My first book, What the Heart Seeks, had done well and I’d turned in my second novel, What the Heart Needs. I was beginning to believe everything I wrote by then, sure that I was starting to figure out the ways of love, and Edmond, with his soft spoken voice and sweet smile just fit the bill. I prefer strong Alpha males in my books, but they can be problematic IRL, so it was points for Edmond. And points for being so interested in my budding career. 

At the time I thought that was hardly surprising. We were both in the business, after all. It was only natural that he wanted to talk about how I was doing. I was happy to brag that I was doing fine and expected to keep on doing fine. The romance genre captures nearly a third of the book market and generates over a billion dollars a year. You gotta respect that. He did. And I respected him for appreciating what I do for a living… well, almost living now. (I have finally been able to cut my barista hours down to half-time. Yay me! Another few books and maybe I’ll be able to finally write full time and still be able to afford to eat.)

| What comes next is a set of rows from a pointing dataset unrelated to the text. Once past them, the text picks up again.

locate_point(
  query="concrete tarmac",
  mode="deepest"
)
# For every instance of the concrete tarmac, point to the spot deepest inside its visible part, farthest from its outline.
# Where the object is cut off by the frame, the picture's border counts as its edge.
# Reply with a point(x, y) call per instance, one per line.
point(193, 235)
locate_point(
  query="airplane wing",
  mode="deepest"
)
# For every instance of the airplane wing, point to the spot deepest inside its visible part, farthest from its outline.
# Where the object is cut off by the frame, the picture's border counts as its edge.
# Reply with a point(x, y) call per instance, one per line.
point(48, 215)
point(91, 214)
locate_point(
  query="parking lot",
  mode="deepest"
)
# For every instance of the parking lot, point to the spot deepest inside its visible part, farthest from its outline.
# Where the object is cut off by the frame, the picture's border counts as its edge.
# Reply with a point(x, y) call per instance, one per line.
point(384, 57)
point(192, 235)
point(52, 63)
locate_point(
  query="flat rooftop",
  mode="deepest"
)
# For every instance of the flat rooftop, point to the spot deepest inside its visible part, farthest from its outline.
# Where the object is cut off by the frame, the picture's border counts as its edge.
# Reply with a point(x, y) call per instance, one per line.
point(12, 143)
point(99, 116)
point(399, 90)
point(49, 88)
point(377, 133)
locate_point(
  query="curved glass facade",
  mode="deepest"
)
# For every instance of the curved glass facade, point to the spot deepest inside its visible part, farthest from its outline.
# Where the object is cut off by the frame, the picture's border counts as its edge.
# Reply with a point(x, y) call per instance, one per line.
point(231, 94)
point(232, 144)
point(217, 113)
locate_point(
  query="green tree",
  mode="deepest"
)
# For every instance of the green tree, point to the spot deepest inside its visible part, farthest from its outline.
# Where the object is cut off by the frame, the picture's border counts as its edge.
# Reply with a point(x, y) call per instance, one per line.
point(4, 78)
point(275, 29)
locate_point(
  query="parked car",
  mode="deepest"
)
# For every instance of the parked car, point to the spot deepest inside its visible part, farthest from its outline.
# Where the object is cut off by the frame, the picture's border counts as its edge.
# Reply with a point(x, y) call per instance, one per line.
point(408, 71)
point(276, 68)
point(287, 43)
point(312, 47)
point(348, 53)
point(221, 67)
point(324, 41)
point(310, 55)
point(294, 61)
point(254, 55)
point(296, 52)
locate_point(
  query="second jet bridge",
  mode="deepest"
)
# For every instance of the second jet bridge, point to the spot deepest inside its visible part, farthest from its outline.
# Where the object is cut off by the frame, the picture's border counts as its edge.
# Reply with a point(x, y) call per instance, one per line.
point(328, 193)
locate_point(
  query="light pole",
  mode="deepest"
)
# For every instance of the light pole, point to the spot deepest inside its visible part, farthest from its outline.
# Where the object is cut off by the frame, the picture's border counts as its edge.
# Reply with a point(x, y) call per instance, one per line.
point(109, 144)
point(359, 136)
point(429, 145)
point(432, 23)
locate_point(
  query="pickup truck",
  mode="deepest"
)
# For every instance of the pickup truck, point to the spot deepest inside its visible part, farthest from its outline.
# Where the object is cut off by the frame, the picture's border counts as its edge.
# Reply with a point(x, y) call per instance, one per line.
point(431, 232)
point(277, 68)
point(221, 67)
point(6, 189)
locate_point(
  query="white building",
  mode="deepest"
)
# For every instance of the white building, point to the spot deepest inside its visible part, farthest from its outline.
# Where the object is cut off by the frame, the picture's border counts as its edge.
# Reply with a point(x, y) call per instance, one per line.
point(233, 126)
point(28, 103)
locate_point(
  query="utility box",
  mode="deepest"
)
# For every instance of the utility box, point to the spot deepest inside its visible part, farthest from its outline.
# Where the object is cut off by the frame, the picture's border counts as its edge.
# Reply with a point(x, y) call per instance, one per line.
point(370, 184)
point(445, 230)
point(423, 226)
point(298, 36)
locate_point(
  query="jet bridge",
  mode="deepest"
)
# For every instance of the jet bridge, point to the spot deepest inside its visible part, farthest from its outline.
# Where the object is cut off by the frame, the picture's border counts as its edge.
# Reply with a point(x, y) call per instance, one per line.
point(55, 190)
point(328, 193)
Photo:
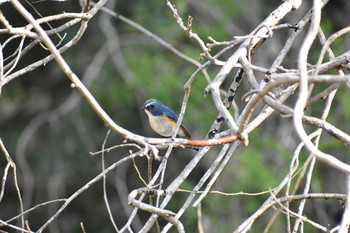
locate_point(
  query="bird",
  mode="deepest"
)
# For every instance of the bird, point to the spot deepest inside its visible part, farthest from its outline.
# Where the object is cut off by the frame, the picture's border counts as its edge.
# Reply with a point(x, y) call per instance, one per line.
point(162, 119)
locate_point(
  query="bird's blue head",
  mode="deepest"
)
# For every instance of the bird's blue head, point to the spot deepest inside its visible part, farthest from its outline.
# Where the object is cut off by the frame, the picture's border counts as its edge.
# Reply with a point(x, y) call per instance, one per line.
point(157, 108)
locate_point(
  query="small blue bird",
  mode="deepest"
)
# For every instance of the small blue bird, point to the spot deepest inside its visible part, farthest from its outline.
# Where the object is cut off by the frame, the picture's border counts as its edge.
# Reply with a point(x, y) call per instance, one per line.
point(163, 119)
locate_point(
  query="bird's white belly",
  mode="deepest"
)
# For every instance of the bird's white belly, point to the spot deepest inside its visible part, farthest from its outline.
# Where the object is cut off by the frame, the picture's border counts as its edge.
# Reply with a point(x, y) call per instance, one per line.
point(161, 125)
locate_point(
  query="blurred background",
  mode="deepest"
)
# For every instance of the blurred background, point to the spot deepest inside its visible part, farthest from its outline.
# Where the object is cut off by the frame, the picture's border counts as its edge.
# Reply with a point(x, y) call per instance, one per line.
point(49, 129)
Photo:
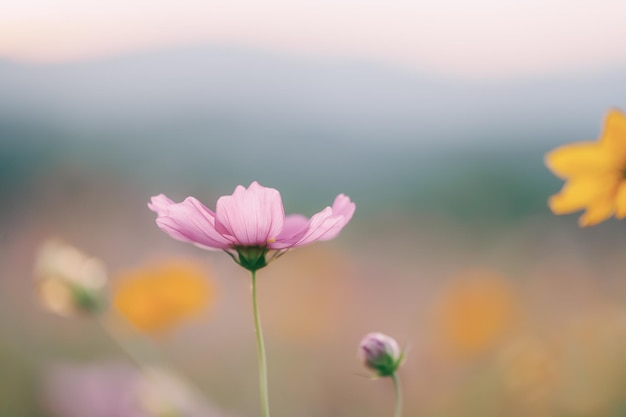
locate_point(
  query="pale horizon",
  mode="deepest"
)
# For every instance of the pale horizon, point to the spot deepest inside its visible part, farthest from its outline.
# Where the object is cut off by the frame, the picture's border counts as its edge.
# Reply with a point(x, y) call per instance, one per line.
point(484, 39)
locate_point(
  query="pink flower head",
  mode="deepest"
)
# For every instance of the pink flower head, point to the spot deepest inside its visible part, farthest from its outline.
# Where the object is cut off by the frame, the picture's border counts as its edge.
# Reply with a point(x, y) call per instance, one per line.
point(250, 222)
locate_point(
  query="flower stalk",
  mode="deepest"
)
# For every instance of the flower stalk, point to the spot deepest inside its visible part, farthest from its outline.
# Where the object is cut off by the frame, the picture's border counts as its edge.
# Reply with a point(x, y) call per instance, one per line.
point(265, 407)
point(398, 390)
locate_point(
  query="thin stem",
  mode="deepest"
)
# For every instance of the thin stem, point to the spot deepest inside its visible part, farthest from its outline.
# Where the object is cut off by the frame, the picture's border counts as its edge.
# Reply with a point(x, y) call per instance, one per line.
point(265, 407)
point(398, 388)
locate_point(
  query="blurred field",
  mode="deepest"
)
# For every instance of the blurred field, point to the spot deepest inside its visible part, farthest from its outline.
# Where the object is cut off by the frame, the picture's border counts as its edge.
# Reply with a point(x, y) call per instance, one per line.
point(505, 309)
point(523, 319)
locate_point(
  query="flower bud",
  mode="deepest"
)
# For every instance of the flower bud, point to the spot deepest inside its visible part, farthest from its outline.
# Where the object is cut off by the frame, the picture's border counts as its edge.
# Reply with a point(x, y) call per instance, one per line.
point(69, 281)
point(380, 353)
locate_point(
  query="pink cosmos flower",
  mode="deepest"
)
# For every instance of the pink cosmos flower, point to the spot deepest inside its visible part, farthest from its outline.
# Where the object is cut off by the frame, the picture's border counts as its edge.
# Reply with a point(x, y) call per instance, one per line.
point(249, 223)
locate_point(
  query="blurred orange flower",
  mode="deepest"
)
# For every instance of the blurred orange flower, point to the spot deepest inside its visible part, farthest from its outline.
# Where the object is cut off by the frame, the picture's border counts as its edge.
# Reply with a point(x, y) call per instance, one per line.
point(595, 174)
point(156, 298)
point(475, 312)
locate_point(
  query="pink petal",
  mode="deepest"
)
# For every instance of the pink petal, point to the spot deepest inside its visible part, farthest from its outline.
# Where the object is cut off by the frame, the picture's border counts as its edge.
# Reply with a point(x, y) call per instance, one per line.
point(294, 227)
point(342, 206)
point(188, 221)
point(251, 216)
point(324, 225)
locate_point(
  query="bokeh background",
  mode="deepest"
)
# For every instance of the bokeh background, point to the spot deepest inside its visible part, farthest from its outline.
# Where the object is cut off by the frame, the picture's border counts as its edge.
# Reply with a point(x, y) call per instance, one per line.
point(432, 116)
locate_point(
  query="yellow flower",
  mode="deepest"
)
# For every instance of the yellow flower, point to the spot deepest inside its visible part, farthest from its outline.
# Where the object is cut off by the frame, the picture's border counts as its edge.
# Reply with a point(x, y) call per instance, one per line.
point(595, 174)
point(158, 297)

Edmond lured me under the mistletoe with a shy suggestion that we should get into the spirit of the season. I’d already indulged in some seasonal spirits so under I went.

It was such a sweet kiss with the promise of happily-ever-after. Oh, yes. It erased the memory of him talking about how you don’t choose a career in publishing to get rich, followed by that little quip about finding the next Nora Roberts and marrying her. Set for life that way. Ha, ha. I thought it was a joke.

It wasn’t. Edmond was a mooch. It’s not cheap living in New York, even when you have roommates and heaven knows my roommate Ramona and I did our share of scrimping, so I understood Edmond’s need to pinch pennies. But in my books men pull their weight. Edmond wasn’t even going near his, let alone pulling it. I wasted a lot of money on that man. Thank you mistletoe for blinding me to what should have been obvious.

Mistletoe Disaster Number Three:

David. Last year, yet another Christmas party. That had been a promising kiss and a promising relationship. Or so I’d thought. The title of the novel I’m finishing up right now is called Blind Love. The title was inspired by David. 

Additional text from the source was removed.